BACKGROUND: Mycoprotein is a fungal-derived sustainable protein-rich food source, and its ingestion results in systemic amino acid and leucine concentrations similar to that following milk protein ingestion. OBJECTIVE: We assessed the mixed skeletal muscle protein synthetic response to the ingestion of a single bolus of mycoprotein compared with a leucine-matched bolus of milk protein, in rested and exercised muscle of resistance-trained young men. METHODS: Twenty resistance-trained healthy young males (age: 22 ± 1 y, body mass: 82 ± 2 kg, BMI: 25 ± 1 kg·m-2) took part in a randomized, double-blind, parallel-group study. Participants received primed, continuous infusions of L-[ring-2H5]phenylalanine and ingested either 31 g (26.2 g protein: 2.5 g leucine) milk protein (MILK) or 70 g (31.5 g protein: 2.5 g leucine) mycoprotein (MYCO) following a bout of unilateral resistance-type exercise (contralateral leg acting as resting control).
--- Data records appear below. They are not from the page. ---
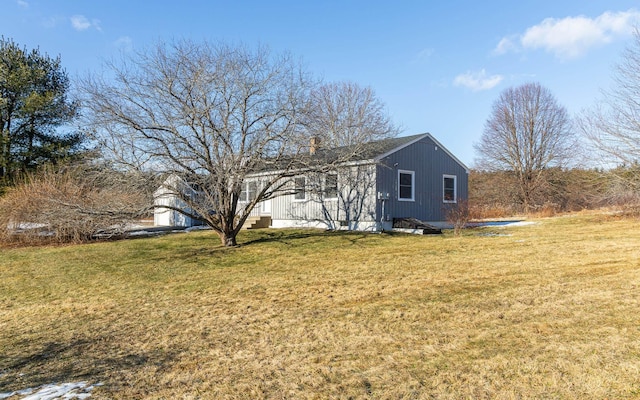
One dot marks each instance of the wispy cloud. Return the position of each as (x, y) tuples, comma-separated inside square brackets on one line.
[(571, 37), (425, 54), (125, 43), (82, 23), (477, 81)]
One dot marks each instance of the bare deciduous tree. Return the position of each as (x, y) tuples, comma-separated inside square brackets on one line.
[(527, 132), (346, 114), (213, 115), (209, 113), (613, 125)]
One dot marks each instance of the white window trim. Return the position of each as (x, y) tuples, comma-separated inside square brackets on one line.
[(245, 189), (324, 187), (305, 188), (413, 185), (455, 188)]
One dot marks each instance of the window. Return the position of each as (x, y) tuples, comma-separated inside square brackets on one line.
[(299, 188), (406, 183), (249, 191), (449, 188), (331, 186)]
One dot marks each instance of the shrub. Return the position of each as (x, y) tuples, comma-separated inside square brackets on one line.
[(71, 204)]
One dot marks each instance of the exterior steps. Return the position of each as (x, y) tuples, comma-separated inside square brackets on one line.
[(257, 222)]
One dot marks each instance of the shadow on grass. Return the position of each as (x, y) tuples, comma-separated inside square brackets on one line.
[(92, 360), (311, 236)]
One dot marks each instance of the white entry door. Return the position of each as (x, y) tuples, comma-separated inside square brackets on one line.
[(266, 207)]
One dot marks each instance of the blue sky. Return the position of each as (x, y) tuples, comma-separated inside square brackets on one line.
[(438, 66)]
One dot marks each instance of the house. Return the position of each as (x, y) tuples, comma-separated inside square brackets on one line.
[(405, 177), (167, 203)]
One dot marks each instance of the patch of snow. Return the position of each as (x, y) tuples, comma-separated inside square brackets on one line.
[(522, 223), (72, 390), (139, 233)]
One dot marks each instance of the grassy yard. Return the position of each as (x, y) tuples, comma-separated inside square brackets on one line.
[(550, 310)]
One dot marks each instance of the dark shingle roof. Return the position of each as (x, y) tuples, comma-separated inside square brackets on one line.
[(325, 156)]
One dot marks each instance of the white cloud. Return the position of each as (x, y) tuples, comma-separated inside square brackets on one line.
[(572, 37), (82, 23), (477, 81), (425, 54), (125, 43)]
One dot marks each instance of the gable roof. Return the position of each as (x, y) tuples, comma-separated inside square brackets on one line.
[(366, 152)]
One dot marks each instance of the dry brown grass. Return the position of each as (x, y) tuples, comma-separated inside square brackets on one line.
[(551, 311)]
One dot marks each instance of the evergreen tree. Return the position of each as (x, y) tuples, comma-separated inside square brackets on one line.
[(34, 105)]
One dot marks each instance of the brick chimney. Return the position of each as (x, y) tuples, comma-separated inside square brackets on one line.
[(314, 144)]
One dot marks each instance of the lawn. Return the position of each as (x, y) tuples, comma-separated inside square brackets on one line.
[(550, 310)]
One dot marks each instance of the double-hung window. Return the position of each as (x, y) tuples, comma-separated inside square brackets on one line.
[(449, 194), (249, 191), (406, 185), (331, 186)]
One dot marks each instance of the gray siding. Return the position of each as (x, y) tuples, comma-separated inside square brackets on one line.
[(429, 163)]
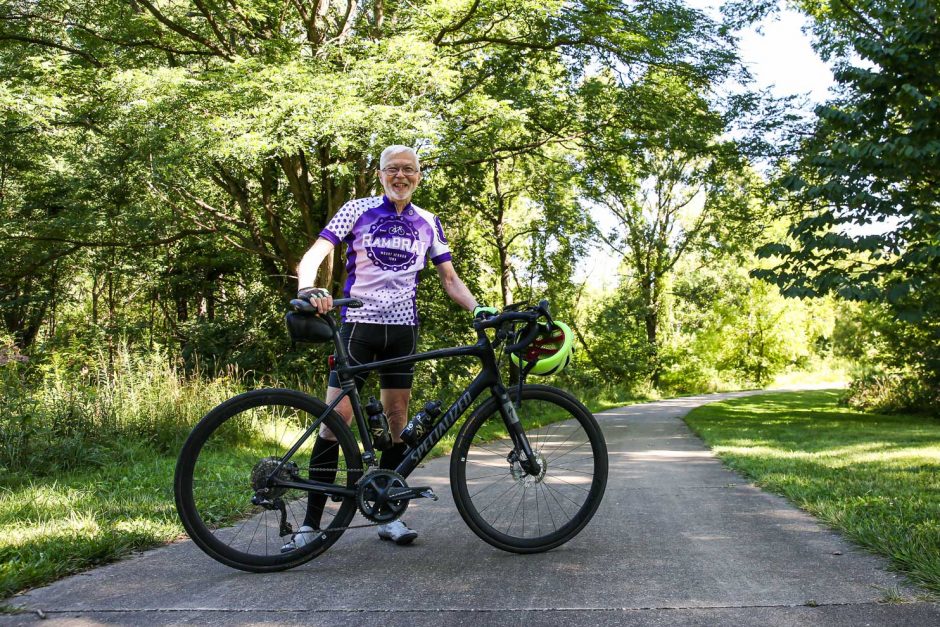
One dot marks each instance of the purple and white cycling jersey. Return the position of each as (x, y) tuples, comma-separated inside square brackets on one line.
[(384, 253)]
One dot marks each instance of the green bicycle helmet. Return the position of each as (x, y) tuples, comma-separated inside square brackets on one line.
[(550, 351)]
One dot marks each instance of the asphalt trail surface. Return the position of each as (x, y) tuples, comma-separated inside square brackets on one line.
[(678, 540)]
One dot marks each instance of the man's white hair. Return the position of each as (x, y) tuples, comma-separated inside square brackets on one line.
[(389, 152)]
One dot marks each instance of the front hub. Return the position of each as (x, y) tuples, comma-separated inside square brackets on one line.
[(521, 475)]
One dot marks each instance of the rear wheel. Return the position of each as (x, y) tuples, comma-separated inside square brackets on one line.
[(528, 513), (229, 455)]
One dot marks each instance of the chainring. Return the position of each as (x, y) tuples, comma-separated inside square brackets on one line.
[(372, 495)]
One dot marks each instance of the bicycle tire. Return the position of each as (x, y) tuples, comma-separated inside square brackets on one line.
[(213, 480), (490, 491)]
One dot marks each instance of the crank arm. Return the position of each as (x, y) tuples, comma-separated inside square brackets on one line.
[(404, 494)]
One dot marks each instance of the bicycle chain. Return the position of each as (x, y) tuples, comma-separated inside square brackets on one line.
[(347, 527)]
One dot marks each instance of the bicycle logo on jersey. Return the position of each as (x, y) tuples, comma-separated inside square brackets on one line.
[(393, 244)]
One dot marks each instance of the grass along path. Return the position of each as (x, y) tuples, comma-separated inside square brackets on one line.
[(873, 477), (53, 525)]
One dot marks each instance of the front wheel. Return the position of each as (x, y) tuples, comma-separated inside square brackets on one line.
[(228, 457), (521, 512)]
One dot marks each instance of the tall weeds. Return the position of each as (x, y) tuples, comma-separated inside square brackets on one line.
[(63, 419)]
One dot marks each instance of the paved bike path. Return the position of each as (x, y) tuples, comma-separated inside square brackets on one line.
[(678, 540)]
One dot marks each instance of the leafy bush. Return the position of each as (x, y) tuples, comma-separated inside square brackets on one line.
[(892, 393)]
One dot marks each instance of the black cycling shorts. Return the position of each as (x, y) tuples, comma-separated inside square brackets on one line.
[(371, 342)]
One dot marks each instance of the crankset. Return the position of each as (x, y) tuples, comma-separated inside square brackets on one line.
[(382, 495)]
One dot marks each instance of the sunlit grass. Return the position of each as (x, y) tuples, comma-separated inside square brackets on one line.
[(876, 478)]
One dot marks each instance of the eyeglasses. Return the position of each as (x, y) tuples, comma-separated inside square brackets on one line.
[(392, 170)]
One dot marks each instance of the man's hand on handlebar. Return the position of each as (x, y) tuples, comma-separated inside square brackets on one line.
[(318, 297), (482, 311)]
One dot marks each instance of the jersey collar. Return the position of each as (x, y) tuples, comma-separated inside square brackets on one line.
[(390, 206)]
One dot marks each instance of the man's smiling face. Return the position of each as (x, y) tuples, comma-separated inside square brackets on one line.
[(400, 176)]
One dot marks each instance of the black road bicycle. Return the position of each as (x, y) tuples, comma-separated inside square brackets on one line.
[(527, 471)]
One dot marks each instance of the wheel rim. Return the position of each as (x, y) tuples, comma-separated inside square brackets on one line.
[(220, 490), (521, 507)]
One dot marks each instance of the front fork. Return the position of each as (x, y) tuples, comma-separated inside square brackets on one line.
[(522, 450)]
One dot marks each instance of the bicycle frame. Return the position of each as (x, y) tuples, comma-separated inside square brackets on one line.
[(488, 379)]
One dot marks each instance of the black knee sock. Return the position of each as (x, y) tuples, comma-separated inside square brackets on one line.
[(393, 456), (323, 461)]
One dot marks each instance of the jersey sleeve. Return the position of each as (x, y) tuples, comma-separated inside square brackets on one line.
[(342, 222), (439, 252)]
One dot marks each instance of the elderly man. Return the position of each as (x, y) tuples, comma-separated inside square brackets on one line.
[(387, 242)]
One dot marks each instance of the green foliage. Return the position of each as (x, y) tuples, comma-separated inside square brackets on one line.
[(64, 415), (865, 181), (873, 477)]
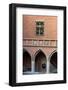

Blood and m. vastus lateralis muscle samples were collected before exercise and protein ingestion, and following a 4-h postprandial period to assess mixed muscle fractional protein synthetic rates (FSRs) and myocellular signaling in response to the protein beverages in resting and exercised muscle. RESULTS: Mixed muscle FSRs increased following MILK ingestion (from 0.036 ± 0.008 to 0.052 ± 0.006%·h-1 in rested, and 0.035 ± 0.008 to 0.056 ± 0.005%·h-1 in exercised muscle; P <0.01) but to a greater extent following MYCO ingestion (from 0.025 ± 0.006 to 0.057 ± 0.004%·h-1 in rested, and 0.024 ± 0.007 to 0.072 ± 0.005%·h-1 in exercised muscle; P <0.0001) (treatment × time interaction effect; P <0.05). Postprandial FSRs trended to be greater in MYCO compared with MILK (0.065 ± 0.004 compared with 0.054 ± 0.004%·h-1, respectively; P = 0.093) and the postprandial rise in FSRs was greater in MYCO compared with MILK (Delta 0.040 ± 0.006 compared with Delta 0.018 ± 0.005%·h-1, respectively; P <0.01). CONCLUSIONS: The ingestion of a single bolus of mycoprotein stimulates resting and postexercise muscle protein synthesis rates, and to a greater extent than a leucine-matched bolus of milk protein, in resistance-trained young men. This trial was registered at clinicaltrials.gov as 660065600.